OSTERATH Der Schock ist gewichen, und sie schauen in die Zukunft. Jetzt stellte die Evangelische Kirchengemeinde Osterath der Gemeinde und der Öffentlichkeit die Pläne des Neubaus des Kindergartens an der Insterburger Straße vor. Ein Flachdachbau mit kleinem Obergeschoss, das ausgebaut werden kann, auf einer Gesamtfläche von rund 2150 Quadratmetern.
Bereits im Frühsommer 2008 hatte der Landschaftsverband Rheinland der Evangelischen Kirchengemeinde Osterath mitgeteilt, dass der Kindergarten am Neusser Feldweg nicht mehr zeitgemäß ist und die Ansprüche nicht mehr erfüllt. "Wir waren damals erschrocken", sagt Renate Krüger, Vorsitzende des Presbyteriums. Seit August 2008 fordert das Kibiz-Gesetz die Bereitstellung von Plätzen für Kinder unter drei Jahren mit den entsprechenden Räumlichkeiten.
Umbau oder Neubau standen für die Protestanten zur Wahl. Das Presbyterium entschied sich für letzteres. Nun sind die Pläne gemacht – die Zukunft kann beginnen. Knapp 1,4 Millionen Euro wird das Projekt kosten, das in der Nähe der Feuerwache Bovert entstehen soll.
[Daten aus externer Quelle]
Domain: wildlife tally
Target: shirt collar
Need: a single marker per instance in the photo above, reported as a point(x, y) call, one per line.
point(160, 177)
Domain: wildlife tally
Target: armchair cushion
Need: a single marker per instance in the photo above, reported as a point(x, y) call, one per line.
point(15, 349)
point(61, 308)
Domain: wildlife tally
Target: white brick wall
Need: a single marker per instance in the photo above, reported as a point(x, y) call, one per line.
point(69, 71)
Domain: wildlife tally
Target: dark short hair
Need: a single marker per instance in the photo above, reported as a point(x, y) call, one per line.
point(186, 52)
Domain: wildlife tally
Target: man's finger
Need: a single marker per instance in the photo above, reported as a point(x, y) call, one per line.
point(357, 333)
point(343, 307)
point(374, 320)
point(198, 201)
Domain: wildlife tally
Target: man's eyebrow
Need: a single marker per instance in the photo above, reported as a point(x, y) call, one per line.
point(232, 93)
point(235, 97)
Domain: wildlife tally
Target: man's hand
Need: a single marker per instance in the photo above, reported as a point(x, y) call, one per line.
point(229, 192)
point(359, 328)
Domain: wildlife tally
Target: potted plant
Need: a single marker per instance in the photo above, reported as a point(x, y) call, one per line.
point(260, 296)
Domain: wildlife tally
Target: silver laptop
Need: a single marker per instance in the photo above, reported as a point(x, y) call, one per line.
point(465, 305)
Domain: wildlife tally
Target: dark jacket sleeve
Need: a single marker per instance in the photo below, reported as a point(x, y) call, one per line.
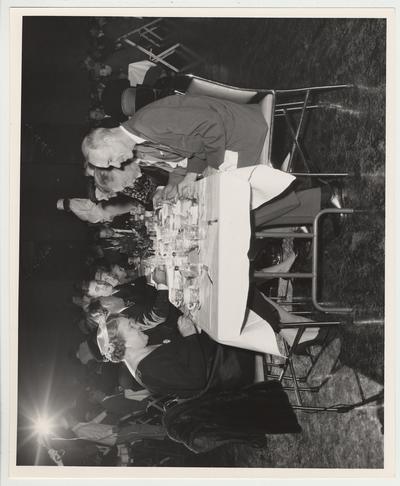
point(179, 367)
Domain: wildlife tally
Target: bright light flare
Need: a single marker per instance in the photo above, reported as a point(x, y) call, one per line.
point(43, 426)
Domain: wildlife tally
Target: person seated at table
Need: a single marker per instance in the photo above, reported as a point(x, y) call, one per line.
point(181, 367)
point(116, 274)
point(188, 133)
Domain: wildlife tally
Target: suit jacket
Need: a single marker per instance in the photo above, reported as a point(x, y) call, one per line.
point(200, 128)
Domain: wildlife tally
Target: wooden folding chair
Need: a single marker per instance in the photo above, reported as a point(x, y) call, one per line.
point(274, 104)
point(313, 236)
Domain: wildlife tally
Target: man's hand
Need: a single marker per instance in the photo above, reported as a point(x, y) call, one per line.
point(160, 275)
point(186, 326)
point(186, 187)
point(170, 192)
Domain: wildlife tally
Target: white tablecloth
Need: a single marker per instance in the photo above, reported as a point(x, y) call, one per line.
point(137, 71)
point(226, 200)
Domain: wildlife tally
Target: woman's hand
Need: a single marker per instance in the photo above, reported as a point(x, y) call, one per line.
point(186, 326)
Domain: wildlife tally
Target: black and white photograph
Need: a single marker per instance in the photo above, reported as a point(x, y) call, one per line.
point(201, 278)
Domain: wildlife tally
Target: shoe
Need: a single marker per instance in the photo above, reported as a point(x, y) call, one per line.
point(302, 349)
point(338, 199)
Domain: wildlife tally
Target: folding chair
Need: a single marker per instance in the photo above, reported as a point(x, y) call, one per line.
point(176, 57)
point(152, 32)
point(274, 104)
point(313, 236)
point(283, 369)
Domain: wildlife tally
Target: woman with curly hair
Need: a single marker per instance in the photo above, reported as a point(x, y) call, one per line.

Rund 500 000 Euro übernimmt der Landschaftsverband Rheinland (LVR), die Stadt Meerbusch teilt sich die andere Hälfte mit der Kirchengemeinde. Das Grundstück müssen die evangelischen Osterather noch für rund 360 000 Euro kaufen.
Überbrückungskredit nötig
Einen großen finanziellen Nachteil sieht das Presbyterium allerdings nicht, da im Gegenzug der Kindergarten an der Neusser Straße verkauft werden soll. "Wir werden einen Überbrückungskredit aufnehmen müssen", erklärt Presbyter Dr. Wolrad Rube. "Er kann ja nicht ,hingebeamt' und der andere sofort abgerissen werden." Neben der Aufteilung des Geländes standen bei den Gemeindemitgliedern noch die Energie-Effizienz und die Umweltverträglichkeit des Neubaus im Mittelpunkt des Interesses. "Wir könnten der Stadt vorschlagen, eine der nächsten Bürgersolaranlagen dort auf dem Dach zu bauen", schlug Gitta Röth dem Presbyterium vor. Auch das geplante Flachdach kam nicht ganz kritikfrei davon. "Das kann hinterher eine finanzielle Frage werden", gab Gemeindemitglied Christa Jährling zu bedenken. "Mit einem Satteldach wären die Kosten höher gewesen, und wir hätten die Räume nicht nutzen können", erklärte Dr. Wolrad Rube die Entscheidung des Presbyteriums.
Der Bau soll mit Dreifach-Verglasung ausgestattet werden. Auch der Einbau einer und Wärmepumpe wäre möglich. "Zusätzlich kommen in den nächsten Jahren noch Kinder hinzu", so Pfarrerin Birgit Schniewind. "Wir wissen von der Stadt, dass sie schon geboren sind." Der Spatenstich soll spätestens im Mai erfolgen. Die Bauzeit wird rund ein Jahr betragen.